Different students’ organisations from different communities came out to participate in the demonstration held at Fire Brigade.
NESO chairman Samuel Jyrwa lashed out at the central government for, he said, failing to normalise the situation in Manipur. Terming it as a political injustice, Jyrwa said that it is sad that the government has not taken any initiative and that this stepmotherly treatment has been taking place since independence.
“We’ve seen the government of India using the draconian law, the Armed Forces Special Powers Act (AFSPA) against the indigenous people of the North Eastern region.
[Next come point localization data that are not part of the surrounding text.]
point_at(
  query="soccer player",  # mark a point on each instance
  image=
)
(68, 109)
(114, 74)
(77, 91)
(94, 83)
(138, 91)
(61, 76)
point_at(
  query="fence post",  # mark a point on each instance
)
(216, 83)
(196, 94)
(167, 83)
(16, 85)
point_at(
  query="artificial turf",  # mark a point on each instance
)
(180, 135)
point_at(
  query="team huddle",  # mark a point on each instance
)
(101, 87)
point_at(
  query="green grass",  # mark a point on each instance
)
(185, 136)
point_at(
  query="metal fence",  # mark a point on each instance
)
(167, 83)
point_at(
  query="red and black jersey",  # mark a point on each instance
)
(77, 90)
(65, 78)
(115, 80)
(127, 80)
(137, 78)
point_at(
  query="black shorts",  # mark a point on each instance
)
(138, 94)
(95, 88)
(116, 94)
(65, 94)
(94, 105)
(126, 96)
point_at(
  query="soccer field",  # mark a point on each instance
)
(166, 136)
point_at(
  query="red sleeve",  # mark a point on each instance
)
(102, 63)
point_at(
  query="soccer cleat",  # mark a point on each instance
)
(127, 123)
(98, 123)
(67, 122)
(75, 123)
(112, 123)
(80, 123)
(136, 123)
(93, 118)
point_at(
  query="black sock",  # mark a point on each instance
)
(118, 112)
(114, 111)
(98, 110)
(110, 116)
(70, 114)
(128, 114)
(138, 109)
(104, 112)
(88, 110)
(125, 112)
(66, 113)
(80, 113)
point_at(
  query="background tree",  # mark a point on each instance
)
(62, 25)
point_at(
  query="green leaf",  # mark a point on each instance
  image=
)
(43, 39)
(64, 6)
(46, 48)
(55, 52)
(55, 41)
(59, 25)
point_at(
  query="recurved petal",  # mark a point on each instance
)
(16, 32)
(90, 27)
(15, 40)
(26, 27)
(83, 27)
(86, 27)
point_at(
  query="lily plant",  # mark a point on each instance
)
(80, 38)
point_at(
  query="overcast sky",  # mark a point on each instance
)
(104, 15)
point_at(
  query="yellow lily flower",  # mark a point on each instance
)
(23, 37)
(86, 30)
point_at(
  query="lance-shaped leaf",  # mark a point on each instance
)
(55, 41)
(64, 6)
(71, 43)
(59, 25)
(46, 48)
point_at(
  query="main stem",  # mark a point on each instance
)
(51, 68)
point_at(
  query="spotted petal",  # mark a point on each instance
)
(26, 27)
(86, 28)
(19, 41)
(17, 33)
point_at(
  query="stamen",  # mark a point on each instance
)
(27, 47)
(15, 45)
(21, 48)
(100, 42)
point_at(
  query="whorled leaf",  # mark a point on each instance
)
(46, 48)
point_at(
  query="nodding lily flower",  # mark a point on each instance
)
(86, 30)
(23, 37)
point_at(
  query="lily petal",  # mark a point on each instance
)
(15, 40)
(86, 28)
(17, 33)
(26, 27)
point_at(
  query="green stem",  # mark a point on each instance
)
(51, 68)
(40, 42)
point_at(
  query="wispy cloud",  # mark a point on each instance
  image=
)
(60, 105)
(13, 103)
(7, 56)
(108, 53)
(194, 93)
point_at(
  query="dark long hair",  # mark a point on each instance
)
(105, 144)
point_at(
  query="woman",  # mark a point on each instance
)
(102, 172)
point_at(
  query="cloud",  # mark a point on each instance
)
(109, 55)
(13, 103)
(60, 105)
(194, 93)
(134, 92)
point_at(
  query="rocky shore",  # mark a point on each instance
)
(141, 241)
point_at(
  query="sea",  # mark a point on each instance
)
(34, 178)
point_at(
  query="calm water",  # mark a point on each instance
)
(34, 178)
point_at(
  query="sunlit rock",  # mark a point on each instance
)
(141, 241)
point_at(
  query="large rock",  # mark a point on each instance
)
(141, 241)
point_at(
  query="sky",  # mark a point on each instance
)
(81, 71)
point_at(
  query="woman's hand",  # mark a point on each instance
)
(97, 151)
We have seen the security forces [commit] atrocities in different states of the North Eastern region in the name of fighting insurgency,” he added.
NESO members had sent a delegation to Manipur when the violence was at its peak and submitted a memorandum to the Governor, the Chief Minister and also to Prime Minister Narendra Modi.
“But till today it’s very sad that the government of India has not taken any initiative on the part of the indigenous people of the North East,” Jyrwa said. “Different speakers have called upon the indigenous people of the North East to be united. Right from earlier times while living together we had friction. We had disagreements. We had differences of opinion – all this is fine. But we should try to solve our differences through negotiation, through dialogue, through a process that is peaceful.”
Meanwhile, leaders of other student groups also spoke, and these included Khasi Students Union (KSU) president Lambokstar Marngar,
Mara Students Organisation president C Lalrinemi, Shilllong Manipuri Students Organisation president Chongtham Thangamba Meetei and Kuki Students Organisation (KSO) president Thangjalen Doungel, among others.
Thangamba said that he was concerned for both the communities – Meitei and Kuki – and that he was not representing only the Meitei community but was there for the whole of Manipur. “How long will this violence go on? It is time for the government to bring both the communities to a dialogue table and find a solution,” he said.
Doungel said that the primary purpose of every government is to protect the rights of the people but now the central government has not taken any positive steps to neutralise the situation in Manipur. “Six months have passed, thousands have been displaced, hundreds killed and students have dropped out from schools and colleges. The situation has reached a peak and yet the central government has remained a mute spectator. They are more concerned about external affairs but not about its own citizens,” he said.